Yenidoğan eldiveni
Erkamımın ilk günki fotoğraflarına baktım bugün.. Nasıl geçmiş aylar, sanki yıllar öncesinin fotoğraflarına bakıyormuşum gibi :) Bebek büyüdükçe bakım zorlaşıyor diyorlar, katılmıyorum. Bence insanlar bunu hesaplayamıyor. Zira ilk günlerine, aylarına bakıyorum, ne kadar zordu onu anlamak... Gazını çıkarmak bile nasıl sancı veriyordu minicik bedenine...
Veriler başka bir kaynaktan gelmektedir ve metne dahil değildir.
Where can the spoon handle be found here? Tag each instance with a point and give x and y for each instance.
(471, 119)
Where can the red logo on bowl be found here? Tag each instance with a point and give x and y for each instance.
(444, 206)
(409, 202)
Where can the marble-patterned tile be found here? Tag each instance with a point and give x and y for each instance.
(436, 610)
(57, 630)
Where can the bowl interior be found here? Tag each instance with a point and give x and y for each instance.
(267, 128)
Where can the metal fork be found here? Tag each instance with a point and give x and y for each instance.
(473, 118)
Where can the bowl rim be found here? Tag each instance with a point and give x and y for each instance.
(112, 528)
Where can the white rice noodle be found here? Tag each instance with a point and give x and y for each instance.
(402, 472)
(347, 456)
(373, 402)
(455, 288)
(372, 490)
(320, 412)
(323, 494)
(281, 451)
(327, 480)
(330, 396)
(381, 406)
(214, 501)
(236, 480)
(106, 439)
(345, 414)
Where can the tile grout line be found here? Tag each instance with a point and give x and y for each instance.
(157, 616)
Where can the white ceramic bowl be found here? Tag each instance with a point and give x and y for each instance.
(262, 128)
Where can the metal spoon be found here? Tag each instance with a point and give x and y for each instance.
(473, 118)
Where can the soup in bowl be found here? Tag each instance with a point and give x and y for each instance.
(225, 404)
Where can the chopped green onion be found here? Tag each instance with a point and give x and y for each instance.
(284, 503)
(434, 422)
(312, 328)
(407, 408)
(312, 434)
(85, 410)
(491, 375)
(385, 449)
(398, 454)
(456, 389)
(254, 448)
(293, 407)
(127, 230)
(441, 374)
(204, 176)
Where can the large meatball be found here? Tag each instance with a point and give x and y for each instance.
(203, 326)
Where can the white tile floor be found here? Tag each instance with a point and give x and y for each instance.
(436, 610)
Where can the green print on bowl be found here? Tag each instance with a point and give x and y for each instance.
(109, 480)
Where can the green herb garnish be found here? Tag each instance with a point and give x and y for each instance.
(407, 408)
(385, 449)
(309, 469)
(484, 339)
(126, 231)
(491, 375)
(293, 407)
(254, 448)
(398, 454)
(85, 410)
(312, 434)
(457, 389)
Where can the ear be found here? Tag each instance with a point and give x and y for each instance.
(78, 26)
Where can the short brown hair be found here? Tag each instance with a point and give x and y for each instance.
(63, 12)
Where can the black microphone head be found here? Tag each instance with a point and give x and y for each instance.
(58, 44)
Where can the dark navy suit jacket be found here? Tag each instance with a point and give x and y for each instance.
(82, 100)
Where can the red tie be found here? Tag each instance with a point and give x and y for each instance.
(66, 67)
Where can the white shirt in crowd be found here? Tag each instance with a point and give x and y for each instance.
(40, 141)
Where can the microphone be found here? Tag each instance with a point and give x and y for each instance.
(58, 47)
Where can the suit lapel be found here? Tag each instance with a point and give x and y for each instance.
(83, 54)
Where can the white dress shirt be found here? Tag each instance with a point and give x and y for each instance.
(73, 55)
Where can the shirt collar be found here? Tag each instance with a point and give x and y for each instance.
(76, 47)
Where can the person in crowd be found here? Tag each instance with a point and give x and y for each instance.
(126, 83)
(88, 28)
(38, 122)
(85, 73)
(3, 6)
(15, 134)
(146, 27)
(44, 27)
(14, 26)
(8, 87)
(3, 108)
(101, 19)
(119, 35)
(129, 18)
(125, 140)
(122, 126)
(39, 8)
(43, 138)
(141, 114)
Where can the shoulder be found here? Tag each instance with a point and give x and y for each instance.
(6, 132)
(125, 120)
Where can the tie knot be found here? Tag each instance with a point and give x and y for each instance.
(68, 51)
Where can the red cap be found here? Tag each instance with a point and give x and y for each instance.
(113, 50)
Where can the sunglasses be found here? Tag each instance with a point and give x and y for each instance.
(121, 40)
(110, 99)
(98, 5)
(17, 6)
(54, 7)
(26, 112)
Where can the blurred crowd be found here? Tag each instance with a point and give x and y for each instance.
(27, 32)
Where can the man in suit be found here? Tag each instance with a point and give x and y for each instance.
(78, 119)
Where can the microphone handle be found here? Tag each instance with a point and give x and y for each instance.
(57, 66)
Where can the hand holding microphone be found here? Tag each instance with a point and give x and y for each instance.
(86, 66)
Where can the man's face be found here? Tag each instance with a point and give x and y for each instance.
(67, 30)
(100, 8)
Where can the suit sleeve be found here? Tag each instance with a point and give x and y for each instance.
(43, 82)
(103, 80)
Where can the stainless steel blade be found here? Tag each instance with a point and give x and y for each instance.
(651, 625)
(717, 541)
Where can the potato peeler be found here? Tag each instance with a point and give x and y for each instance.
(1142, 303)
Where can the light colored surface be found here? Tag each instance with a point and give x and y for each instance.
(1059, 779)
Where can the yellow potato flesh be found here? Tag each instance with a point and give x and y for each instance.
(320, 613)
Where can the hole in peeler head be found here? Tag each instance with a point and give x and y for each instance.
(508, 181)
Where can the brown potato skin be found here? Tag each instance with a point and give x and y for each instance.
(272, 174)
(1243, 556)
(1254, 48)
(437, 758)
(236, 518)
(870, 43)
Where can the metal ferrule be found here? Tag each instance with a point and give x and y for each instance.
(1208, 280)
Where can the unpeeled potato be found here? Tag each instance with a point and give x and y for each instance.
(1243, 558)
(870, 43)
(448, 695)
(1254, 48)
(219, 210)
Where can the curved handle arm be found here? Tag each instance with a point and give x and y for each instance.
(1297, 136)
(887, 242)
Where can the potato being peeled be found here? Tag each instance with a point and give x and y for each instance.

Bakınız minicik eller, yeni doğmuş daha, dokunmaya, öpmeye, koklamaya kıyamadığım ... O kadar üzülmüştüm ki ilk doğduğunda ona, iyiki yanındayım demiştim, şükretmiştim. minicikti, acizdi, ne istediğini bile bilmiyordu, hala refleksleri ile hareket ediyordu, bir sıkıntısı olduğunda ağlayamıyordu bile. Ama her an yanında bir meleği vardı, ışıl ışıl gülümseyen yüzüyle rahatlatıyordu onu. Hayattaki tek varlığıydı sanki, hatta kendisiydi galiba, kendinden bir parçaydı (bebekler belli bir dönem annelerini kendilerinin devamı zannederler)
O acizliğinde ona yardım etmek istedim, etrafını daha iyi tanısın, onu kısıtlamayaym, yalnız bırakmayayım, korkutmayayım istedim. Vee eldivenlerini çıkardım ellerinden, hastaneden gelir gelmez. Yüzünü çizermiş ? Problem değil. Kendisini, çevresini tanımasından daha mühim değil yüzünü çizmesi. Ki çizmedi zaten, zarar vermedi kendisine.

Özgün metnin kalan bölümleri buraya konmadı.